とされ、おそらく2020年度は過去最少となる見込みでしょう。またコロナ禍の影響が出生数にどう影響がでるかは分かりませんが、おそらく数年間は出生数はさらに減っていくのではないかと思います。

mainichi.jp

そうなると18年後は多くの大学は現状維持のままにしておくと厳しい現状に置かれることが間違いありません。変化しない大学で生き残っていけるのは、立地条件がよい、もともとブランドや知名度が確固たるところだけでしょう。2020年で50歳ぐらいの人は逃げ切れると安堵するかもしれませんが、45歳以下はそんな事ありません。大学(あるいは法人)が生き残っていく為、また教育研究が充実するためにはどうすべきか、何が最適・最善かを模索し続けなければなりません。
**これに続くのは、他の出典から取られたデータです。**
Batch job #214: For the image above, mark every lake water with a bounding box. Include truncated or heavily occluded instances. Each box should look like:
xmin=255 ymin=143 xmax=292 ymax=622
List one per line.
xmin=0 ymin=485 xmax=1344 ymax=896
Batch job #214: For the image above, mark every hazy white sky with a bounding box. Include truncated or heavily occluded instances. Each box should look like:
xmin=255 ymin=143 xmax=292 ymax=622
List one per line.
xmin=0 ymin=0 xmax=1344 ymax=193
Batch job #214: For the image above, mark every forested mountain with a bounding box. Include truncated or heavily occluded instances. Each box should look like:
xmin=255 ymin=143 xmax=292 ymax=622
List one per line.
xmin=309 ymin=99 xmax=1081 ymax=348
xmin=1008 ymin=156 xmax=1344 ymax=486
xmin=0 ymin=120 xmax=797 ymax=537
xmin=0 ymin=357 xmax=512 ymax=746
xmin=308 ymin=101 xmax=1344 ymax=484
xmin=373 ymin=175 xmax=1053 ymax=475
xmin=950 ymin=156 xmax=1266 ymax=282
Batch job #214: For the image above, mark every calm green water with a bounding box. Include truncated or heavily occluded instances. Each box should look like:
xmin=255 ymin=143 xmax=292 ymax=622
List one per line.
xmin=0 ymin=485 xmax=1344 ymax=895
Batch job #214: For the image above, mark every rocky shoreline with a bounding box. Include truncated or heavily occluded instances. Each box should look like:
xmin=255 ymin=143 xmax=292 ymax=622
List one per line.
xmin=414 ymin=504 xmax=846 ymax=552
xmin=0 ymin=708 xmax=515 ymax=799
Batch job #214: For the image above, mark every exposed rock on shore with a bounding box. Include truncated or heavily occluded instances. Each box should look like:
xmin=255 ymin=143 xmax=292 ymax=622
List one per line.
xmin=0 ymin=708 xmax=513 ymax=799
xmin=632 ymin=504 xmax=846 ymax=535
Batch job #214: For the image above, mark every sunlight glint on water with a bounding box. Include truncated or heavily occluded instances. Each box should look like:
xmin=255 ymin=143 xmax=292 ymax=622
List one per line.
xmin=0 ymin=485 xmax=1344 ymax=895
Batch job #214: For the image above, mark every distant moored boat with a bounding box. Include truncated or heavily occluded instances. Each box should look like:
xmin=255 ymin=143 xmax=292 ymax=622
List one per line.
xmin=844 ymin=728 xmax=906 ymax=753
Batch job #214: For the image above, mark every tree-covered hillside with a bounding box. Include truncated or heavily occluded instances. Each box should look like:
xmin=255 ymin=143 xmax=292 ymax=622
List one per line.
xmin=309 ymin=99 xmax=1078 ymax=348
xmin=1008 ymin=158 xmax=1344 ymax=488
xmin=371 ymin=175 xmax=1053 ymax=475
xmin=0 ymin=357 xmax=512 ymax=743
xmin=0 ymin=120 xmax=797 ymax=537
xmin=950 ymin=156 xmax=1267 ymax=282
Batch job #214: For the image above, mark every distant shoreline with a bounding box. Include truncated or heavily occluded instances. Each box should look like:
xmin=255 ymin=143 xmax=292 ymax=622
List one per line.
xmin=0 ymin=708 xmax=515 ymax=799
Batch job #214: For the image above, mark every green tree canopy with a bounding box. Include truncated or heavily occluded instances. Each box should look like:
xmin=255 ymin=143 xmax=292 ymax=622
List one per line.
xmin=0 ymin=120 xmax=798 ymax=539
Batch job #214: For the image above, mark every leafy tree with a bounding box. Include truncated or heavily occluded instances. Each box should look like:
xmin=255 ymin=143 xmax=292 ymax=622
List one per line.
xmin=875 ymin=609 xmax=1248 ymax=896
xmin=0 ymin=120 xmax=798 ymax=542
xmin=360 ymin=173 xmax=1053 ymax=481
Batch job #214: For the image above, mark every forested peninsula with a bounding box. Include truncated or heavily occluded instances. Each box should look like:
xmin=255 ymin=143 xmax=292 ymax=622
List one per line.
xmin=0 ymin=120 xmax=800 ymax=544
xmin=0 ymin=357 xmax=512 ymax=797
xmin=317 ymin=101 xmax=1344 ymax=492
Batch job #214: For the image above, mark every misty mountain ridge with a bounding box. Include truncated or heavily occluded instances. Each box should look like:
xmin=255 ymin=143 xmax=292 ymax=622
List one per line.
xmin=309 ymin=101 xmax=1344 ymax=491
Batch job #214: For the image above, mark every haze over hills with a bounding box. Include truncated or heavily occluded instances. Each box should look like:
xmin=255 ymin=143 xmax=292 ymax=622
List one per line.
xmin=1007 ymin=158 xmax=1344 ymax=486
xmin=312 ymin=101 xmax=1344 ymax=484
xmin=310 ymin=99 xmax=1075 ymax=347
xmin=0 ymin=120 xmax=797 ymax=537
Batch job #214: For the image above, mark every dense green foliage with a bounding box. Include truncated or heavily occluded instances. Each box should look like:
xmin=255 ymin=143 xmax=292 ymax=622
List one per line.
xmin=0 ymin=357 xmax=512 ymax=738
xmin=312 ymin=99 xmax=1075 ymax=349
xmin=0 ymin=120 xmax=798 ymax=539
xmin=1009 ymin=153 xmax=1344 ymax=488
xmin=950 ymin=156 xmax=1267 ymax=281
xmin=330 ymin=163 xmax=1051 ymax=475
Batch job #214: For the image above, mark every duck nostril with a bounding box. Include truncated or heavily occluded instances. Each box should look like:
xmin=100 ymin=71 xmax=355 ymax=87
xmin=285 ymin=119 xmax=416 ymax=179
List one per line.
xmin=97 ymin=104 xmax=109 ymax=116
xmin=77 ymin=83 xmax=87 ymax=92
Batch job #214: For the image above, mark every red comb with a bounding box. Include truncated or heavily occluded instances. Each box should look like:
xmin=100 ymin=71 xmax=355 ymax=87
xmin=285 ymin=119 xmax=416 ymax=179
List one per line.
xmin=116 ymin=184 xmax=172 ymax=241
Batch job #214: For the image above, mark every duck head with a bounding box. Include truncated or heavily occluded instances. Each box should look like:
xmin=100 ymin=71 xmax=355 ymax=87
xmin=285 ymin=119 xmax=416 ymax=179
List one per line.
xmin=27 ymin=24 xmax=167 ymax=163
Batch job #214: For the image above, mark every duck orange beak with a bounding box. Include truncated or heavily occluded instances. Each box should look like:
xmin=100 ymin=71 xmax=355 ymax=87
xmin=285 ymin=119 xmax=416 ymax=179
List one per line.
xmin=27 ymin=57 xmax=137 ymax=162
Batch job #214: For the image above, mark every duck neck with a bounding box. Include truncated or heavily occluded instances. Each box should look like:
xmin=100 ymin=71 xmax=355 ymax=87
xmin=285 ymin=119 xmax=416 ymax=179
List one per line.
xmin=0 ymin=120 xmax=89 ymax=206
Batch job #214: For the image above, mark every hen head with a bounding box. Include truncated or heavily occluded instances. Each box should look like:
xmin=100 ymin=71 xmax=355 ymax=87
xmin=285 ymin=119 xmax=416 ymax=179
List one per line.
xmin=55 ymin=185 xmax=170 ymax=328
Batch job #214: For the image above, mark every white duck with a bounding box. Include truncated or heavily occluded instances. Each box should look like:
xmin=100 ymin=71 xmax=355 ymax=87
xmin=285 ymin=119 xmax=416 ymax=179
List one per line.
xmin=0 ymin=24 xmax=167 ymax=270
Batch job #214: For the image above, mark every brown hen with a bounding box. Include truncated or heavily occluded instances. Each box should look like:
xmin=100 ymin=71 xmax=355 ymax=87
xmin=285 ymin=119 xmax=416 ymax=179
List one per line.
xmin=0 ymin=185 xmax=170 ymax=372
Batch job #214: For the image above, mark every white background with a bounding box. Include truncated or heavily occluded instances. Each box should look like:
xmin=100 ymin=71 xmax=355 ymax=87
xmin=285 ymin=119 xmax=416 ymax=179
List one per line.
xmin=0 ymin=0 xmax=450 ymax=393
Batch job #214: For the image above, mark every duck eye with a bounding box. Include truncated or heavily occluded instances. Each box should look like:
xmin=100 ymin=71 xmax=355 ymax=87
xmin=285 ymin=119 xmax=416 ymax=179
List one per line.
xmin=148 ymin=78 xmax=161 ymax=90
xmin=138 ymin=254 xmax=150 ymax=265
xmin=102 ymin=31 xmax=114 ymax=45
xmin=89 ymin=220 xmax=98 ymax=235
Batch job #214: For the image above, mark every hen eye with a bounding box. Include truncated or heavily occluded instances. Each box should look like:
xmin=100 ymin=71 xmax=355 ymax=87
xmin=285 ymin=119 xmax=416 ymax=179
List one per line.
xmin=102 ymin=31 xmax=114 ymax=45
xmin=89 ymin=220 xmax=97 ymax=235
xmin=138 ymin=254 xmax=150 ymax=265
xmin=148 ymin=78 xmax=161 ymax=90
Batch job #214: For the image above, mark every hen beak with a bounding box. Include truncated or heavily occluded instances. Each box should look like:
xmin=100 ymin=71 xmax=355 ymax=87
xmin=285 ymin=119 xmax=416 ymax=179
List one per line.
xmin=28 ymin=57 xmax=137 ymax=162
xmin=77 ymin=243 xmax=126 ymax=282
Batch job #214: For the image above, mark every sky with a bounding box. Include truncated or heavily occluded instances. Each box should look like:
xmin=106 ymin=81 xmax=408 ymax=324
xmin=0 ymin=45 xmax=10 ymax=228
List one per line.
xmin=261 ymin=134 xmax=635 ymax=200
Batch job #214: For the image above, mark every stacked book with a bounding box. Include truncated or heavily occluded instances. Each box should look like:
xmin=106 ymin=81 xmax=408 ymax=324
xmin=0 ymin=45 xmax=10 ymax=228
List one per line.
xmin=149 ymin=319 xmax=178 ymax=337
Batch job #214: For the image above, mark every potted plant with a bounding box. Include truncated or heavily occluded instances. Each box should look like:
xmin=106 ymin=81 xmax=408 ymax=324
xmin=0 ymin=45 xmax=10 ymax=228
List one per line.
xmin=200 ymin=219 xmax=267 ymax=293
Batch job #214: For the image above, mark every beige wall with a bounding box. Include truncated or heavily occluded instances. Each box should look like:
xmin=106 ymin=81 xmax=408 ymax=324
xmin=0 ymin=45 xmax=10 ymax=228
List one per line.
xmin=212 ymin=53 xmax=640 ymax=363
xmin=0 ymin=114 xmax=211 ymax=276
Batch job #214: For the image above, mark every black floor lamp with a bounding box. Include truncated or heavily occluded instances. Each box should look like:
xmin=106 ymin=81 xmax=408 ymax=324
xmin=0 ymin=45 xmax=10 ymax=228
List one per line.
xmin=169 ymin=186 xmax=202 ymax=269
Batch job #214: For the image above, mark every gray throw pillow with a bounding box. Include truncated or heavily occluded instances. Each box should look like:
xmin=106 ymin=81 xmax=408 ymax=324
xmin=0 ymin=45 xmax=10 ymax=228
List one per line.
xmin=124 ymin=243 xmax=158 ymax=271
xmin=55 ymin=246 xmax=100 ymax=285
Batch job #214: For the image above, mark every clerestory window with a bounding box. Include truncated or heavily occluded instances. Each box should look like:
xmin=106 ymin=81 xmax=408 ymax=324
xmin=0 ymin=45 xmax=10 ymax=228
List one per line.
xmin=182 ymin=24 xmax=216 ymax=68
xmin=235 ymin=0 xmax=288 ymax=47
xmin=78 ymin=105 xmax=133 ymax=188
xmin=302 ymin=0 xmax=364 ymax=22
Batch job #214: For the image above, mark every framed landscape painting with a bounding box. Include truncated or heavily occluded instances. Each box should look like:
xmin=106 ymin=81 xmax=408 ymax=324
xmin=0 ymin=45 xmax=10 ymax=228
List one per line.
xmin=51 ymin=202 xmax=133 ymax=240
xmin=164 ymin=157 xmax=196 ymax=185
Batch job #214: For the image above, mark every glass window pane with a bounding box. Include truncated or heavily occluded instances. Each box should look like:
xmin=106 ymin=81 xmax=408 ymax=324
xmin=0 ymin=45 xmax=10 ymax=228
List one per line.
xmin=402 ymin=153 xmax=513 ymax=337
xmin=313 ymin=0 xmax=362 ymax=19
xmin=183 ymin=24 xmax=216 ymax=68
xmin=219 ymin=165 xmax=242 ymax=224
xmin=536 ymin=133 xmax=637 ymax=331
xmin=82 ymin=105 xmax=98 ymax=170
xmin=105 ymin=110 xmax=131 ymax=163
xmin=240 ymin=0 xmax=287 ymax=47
なお、文部科学省は競争に敗れた大学は撤退してもやむを得ないという考えですので、国が助けてくれる、何とかなるだろうは甘い考えです。

<参考>

www8.cao.go.jp

大学としてどう生き残っていくのか

6年後あるいは18年後に大学として生き残っていく為には、何をすべきなのでしょうか?答えは大学によって異なりますが、例えば大学統合なども1つの手でしょう。先日も学校法人慶應義塾と学校法人東京歯科大学の統合について協議が開始されたと公表がされました。

www.keio.ac.jp

これだけではなく、最近だと関西国際大学と神戸山手大学の統合もあります。

www.kuins.ac.jp

慶應義塾大学だと持っていない歯学部ができること、関西国際大学は統合によって総合学園となったこと、さらにアクセスがよい神戸地区にキャンパスを持つことはメリットが大きそうです。

ただ統合は立地や学部構成など互いにメリットがないと中々難しいのではとも思います。単に経営が厳しくなったからどこかに統合できる訳ではないのではないかと思います。例えば学生募集停止を発表している上野学園大学は立地はかなり良いので、どこかのコンサルが動いていると思っています。

大学統合が生き残り化はちょっと疑問ですが一つの手段ではありますが、実は日々きちんと教育研究を行い、それを適切に広報(情報公開を)していく事こそが最低限であり重要だと感じています。

教育改革というと大学の中では非常に嫌がられますが、旧態依然の大学のままでは受験性も集まらない可能性がありますし、情報公開がすすみ、大学を受験する側の目もシビアになっています。

そうなると学生だけではなく、教職員も育成が不可欠であり、大学の執行部の卵を見つけて育てる事もしなければなりません。職員であればジェネラリストを組織は求められることが多いですが、現場でのジェネラリストと執行部となるべきジェネラリストは必要な知識・経験は少し異なるのではないかとも感じています。